Where were the small players? Probably at their offices conducting business as usual. A handful chose to indulge in a $150-a-head event on Monday night that featured a dinner, networking mixer, and poker tournament at one Valley investment banker's Tudor mansion in nearby Los Altos Hills, organized by the SF New Tech Meetup group. The crowd, a mix of small-time start-up guys, a few perennial scenesters, and a handful of legitimate dot-com era veterans, largely wasn't planning to attend Web 2.0 Summit later in the week. It's not all that relevant to start-ups anymore, some commented over the pre-poker dinner.
Others expressed outright scorn at the idea of ponying up four grand for a conference. "Never underestimate how much money is squandered simply because there was someone borderline sociopathic managing it," remarked one who asked not to be identified.
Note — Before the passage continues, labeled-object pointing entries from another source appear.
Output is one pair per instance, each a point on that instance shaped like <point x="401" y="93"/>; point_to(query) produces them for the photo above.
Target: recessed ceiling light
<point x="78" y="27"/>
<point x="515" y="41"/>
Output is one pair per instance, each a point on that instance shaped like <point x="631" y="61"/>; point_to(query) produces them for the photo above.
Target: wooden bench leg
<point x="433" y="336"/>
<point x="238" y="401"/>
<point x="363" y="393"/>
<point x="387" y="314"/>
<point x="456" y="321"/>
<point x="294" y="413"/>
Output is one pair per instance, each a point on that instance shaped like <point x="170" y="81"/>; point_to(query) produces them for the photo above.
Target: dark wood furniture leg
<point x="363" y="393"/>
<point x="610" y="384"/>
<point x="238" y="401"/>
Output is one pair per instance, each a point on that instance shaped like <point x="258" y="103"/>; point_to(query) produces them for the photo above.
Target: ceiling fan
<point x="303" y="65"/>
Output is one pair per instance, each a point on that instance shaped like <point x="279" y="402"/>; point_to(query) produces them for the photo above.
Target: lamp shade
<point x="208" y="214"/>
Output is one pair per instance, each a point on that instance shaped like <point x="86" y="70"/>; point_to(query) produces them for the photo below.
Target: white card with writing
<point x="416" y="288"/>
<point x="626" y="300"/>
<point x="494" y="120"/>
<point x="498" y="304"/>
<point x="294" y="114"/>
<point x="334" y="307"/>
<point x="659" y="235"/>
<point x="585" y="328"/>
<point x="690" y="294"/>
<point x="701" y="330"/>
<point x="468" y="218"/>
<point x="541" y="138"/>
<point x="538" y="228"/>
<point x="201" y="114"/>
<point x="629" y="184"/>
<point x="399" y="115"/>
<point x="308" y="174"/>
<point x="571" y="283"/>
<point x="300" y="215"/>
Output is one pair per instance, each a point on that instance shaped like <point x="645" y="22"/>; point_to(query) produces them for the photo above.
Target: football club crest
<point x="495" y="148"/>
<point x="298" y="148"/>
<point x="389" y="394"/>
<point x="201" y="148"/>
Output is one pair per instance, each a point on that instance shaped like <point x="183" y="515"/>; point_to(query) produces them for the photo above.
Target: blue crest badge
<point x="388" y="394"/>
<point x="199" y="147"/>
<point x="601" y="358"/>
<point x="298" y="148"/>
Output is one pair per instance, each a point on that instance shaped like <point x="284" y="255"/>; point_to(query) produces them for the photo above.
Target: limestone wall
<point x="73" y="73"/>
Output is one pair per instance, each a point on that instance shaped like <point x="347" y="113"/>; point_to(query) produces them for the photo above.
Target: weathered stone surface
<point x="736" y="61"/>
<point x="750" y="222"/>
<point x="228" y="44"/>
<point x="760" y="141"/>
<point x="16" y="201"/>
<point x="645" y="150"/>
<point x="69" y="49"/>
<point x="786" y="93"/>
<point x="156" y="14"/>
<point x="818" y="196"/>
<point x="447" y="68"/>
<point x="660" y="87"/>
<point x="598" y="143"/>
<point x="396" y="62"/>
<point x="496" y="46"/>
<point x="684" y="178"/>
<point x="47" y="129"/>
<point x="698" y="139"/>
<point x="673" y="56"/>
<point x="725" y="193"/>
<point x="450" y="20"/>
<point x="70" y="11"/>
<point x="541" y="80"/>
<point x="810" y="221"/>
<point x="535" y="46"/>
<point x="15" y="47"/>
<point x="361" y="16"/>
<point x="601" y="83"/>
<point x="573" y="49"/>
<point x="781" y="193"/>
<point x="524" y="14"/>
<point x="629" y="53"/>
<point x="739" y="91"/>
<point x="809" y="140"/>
Vocal opposition to the big-ticket conference circuit isn't anywhere near universal, of course. This year, with the impressive speaker roster and barrage of announcements, it seemed like an especially productive affair, and talk of economic recovery kept things buoyant. But after everything the industry's been through in the past year, sometimes talk can just seem like, well, talk. You fork over a few G's, you watch a bunch of billionaires chatter about innovation, you exchange some business cards or LinkedIn contact requests over lunch, and sometimes you get so caught up in it all that you aren't even really sure what you paid for.
"I'm completely exhausted," said a consultant who'd flown in from the U.K. for the whirlwind event, a few yards away from the open bar at the Web 2.0 Summit closing cocktail reception on Thursday afternoon. Gesturing to the glass of wine in his hand, he added, "I'm just trying to get the last of my money's worth."